On 16th, see if anything interesting is playing at The Roxie, and browse for awhile in the overwhelming but endlessly fascinating clutter of Adobe Books. Keep on going down 16th. At the corner of 16th & Dolores, visit the oldest intact building in San Francisco, the Mission Dolores basilica (and cemetary, which played a central role in the film Vertigo). Walk down Dolores to Dolores Park at 18th; climb the hill for the one of the most magical views of the city.

Keep going down 18th until you get to the Castro, stopping for tea at the Zen-ish Samovar Tea Lounge. Spend the rest of the day/evening in the Castro and Duboce Triangle areas for all the reasons mentioned above. Plan on eating dinner in or near the Castro -- there are endless wonderful options. And I'd highly recommend catching a movie at the magnificent Castro Theater where, if you're lucky, you'll get to hear fully-functioning Wurlitzer organ being played before the show.
posted by treepour at 2:28 PM on February 5, 2007

Looks like I'll be the first to mention it: Zeitgeist located @ Valencia and Duboce, Mission District.

World's best dive/ gay/ straight/ bike messenger bar. Sit outside, order a pitcher, and immediately make friends. Show up early enough to get an outside table on a weekend (weather permitting), prepare to stay for six hours or better.

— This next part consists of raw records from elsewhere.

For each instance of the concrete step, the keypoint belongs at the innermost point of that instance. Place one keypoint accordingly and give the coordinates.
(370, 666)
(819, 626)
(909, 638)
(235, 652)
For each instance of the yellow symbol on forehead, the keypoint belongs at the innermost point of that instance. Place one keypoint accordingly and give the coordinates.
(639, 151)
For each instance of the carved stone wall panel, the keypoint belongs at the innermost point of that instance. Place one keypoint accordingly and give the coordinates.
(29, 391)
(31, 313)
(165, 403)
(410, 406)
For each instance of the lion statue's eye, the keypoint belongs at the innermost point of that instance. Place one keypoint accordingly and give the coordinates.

If you're feeling the effects of the previous night, make sure to order the best bloody mary in the city.

Recently a friend of mine moved to SF from Europe, Zeitgeist was our first stop!
posted by vaportrail at 6:15 PM on February 5, 2007

I ate at Jai Yun. As far as I'm aware it's the only market driven Chinese restaurant in the US. You choose dinner based on what you'd like to pay and wait for food. If I recall correctly, I received about ten courses comprised of about sixteen separate items. Michael Bauer, the SF Gate food critic, rates it very highly.

I've eaten at A16, Campton Place, Zuni Cafe, Chez Panisse (and Cafe, both in Berkeley), Yank Sing, Koi Palace, Ton Kiang, Saigon Sandwich, La Tartine (Oakland), The Slanted Door, Ad Hoc (in Napa Valley), Canteen, Santa Ramen (San Mateo), Ramen Halu (Berkeley), Suzu (ramen), Bette's Ocean View Diner, Manresa (Santa Cruz), Pizzaiolo (sp?, Oakland), Tacubaya (Berkeley), Taqueria San Francisco and Than Long (garlic crab).

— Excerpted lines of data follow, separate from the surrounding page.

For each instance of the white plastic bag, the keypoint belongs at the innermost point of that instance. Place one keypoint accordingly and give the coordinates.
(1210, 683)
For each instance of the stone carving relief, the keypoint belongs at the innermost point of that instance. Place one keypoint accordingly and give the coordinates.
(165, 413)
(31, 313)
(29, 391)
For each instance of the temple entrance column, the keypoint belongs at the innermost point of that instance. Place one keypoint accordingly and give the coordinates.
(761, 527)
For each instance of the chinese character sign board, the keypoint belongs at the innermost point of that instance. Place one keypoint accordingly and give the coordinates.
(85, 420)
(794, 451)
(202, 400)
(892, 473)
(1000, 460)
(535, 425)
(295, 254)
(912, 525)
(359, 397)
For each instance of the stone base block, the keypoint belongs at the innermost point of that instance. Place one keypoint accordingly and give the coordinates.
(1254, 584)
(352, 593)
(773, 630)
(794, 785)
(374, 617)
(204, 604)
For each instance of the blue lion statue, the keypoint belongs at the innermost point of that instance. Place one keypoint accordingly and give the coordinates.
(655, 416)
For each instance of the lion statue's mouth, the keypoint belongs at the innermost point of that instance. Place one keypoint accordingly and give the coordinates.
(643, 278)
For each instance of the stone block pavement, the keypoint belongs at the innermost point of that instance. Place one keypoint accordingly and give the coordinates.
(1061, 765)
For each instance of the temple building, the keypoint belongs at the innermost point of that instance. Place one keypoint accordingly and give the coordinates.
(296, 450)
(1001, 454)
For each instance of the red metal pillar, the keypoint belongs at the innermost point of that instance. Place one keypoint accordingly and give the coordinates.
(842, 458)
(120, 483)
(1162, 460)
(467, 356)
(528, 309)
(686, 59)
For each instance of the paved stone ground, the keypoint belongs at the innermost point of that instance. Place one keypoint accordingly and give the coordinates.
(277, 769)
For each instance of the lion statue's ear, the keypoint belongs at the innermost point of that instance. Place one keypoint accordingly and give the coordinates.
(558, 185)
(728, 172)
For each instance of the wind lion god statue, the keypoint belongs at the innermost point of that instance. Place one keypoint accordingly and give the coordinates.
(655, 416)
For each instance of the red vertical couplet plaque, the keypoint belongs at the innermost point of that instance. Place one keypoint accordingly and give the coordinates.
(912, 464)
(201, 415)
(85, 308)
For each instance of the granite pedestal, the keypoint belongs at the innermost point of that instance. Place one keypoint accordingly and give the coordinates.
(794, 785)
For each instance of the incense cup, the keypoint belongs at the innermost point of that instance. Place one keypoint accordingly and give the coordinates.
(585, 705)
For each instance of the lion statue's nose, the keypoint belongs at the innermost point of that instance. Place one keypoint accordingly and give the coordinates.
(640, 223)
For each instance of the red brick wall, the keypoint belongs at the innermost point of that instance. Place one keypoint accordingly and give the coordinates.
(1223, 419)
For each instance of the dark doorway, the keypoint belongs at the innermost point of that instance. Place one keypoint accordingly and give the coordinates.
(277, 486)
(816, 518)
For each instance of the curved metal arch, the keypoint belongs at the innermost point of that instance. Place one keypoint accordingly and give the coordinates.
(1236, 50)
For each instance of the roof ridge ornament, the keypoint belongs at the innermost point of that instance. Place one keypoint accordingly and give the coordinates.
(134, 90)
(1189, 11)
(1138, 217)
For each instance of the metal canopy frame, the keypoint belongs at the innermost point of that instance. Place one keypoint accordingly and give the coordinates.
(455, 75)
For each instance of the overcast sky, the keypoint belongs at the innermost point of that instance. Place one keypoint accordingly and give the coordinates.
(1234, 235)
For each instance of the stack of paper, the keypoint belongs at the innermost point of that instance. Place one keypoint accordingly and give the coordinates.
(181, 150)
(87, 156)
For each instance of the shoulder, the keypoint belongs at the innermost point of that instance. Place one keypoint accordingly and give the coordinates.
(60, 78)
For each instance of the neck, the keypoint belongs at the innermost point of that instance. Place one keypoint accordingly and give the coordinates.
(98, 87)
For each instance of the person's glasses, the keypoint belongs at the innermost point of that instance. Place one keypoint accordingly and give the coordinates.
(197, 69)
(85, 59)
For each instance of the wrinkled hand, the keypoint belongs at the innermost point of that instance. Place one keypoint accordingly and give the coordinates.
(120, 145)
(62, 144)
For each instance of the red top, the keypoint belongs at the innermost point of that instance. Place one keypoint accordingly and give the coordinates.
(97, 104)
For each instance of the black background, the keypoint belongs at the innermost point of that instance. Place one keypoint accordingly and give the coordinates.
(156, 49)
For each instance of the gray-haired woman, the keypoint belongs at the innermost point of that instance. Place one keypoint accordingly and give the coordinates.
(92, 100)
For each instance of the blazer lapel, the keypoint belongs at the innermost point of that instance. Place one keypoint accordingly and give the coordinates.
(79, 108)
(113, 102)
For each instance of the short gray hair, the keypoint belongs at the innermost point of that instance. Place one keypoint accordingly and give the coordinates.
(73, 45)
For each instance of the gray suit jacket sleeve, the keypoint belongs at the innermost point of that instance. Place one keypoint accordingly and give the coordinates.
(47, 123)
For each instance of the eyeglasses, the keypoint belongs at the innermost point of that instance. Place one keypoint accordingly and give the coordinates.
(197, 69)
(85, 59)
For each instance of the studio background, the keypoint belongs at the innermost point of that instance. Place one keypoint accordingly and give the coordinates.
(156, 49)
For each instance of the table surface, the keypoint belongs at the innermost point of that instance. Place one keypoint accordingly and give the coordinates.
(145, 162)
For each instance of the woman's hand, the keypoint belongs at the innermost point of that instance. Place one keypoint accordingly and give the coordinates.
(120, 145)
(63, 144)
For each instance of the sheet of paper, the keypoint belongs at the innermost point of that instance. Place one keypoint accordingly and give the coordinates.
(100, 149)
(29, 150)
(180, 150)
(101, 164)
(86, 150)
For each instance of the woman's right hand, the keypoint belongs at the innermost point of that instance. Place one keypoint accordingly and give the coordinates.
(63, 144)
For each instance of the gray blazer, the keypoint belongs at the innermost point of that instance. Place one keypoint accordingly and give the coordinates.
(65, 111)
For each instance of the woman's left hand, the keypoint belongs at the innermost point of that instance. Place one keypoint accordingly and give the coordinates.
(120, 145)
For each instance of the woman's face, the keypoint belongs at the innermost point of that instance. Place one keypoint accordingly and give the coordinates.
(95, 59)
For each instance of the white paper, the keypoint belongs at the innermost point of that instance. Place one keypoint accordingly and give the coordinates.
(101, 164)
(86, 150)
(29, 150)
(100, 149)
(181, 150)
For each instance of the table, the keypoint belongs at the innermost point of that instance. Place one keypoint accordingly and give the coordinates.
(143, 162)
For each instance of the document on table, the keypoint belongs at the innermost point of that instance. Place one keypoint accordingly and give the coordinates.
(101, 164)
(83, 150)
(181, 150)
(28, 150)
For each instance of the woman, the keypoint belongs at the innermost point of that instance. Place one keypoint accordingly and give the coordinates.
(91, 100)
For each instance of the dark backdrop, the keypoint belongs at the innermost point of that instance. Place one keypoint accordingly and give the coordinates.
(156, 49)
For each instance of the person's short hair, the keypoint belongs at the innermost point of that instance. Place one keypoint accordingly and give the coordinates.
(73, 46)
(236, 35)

I would enthusiastically recommend Jai Yun, Saigon Sandwich (banh mi ), Santa Ramen, La Tartine (bakery), Canteen (diner), Manresa. Some others were good or even very good but I've only visited them once and can't recommend them. However, I'm personally looking forward to returning to Chez Panisse, Zuni, Ad Hoc, Tacubaya, Pizzaiolo. As for the rest, there's just too much competition in San Francisco.

I have a long list of other restaurants that I'm excited to try on my next trip but I got them from Chowhound or the SF Gate food section and can't really add to what you could find on your own. I found a lot of appealing restaurants in Zagats that I don't remember from the Gate. And I'm planning to consult burritoeater.com for my next trip.

As far as attractions, I've done Coit Tower, Alcatraz, Golden Gate Park ( the Japanese Tea Garden and the de Young sculpture garden, including the Tully skyscape and Claes Oldenburg's safety pin sculpture), the Palace of Fine Arts, Muir Woods, the Golden Gate Bridge, the Sutro Baths, the Hungry Hippy tour of Haight-Asbury, the Berkeley campus (including the entomology museum where the didn't really seem prepared to deal with an actual visitor), Indian Rock and the surrounding resdential neighborhood (in Berkeley), the farmers market at the Ferry Building, Chinatown.

I was very sorry that I couldn't fit in a tour of the artist in residence program at the city dump. I think it's the 3rd Saturday of each month so it might fit into your schedule. And I was also sorry that I didn't get to the hydrological model of the Bay Area. These were both recommended to me when I asked a similar question last February.